A useful way to describe or summarize \(y\) is to characterize its observed distribution.
The distribution of \(y\) informs our assumption about the distribution of \(\epsilon\).
Why this matters to OLS
Linear regression is such an inferential model; we have a number of sources of uncertainty. We represent that uncertainty in the model via the disturbance term, \(\epsilon\).
\(~\)
In order to know things about \(\epsilon\) and other parts of the model, we assume that the disturbances are normally distributed; \(y\) should be normal too.
Normality and Centrality
We rely on stuff being normally distributed, and central tendency being meaningful. The Central Limit Theorem facilitates this.
Central Limit Theorem
Suppose \(n\) random variables - call them \(X_1, X_2 \ldots X_n\). These variables are not identically distributed; some are discrete, some continuous. Each variable, \(X_i\) has mean \(\bar{X_k}\).
\[ {\sum\limits_{n \rightarrow \infty} (\bar{X_i})} / {n} \sim N (\mu, \sigma^2) \]
As \(n\) approaches infinity, the distribution of means, \(\bar{X_i}\) is distributed Normal, with mean \(\widetilde{X_i}\). We could accomplish the same thing by repeated sampling of a single variable.

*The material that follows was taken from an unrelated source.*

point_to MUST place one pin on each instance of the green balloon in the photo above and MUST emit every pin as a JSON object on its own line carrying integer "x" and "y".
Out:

Simulating the Central Limit Theorem
The following app simulates the Central Limit Theorem. You can select a distribution, sample size, and number of simulations. The app will plot the distribution of the means of the samples. You’ll see that, regardless of the distribution the means are drawn from, the distribution of the means is normal as the sample size increases.
CLT - Why is this valuable?
If we assume repeated sampling and/or infinitely large samples, we can assume normality.
We know the properties of the Normal intimately well. We can use this knowledge to evaluate where some value of \(x\) lies on the Normal CDF, what the probability less than that value is - we can figure out what the probability of observing that value is (on the PDF).
As we’ll see, \(\widehat{\beta}\) is normally distributed in the OLS model (it is in MLE as well). The CLT and what we know about normality facilitate inference.
Inference
Inference is our effort to measure and characterize our uncertainty about the model and its parameters.
uncertainty is the most important thing we estimate in inferential models.
characterizing uncertainty relies on probability theory.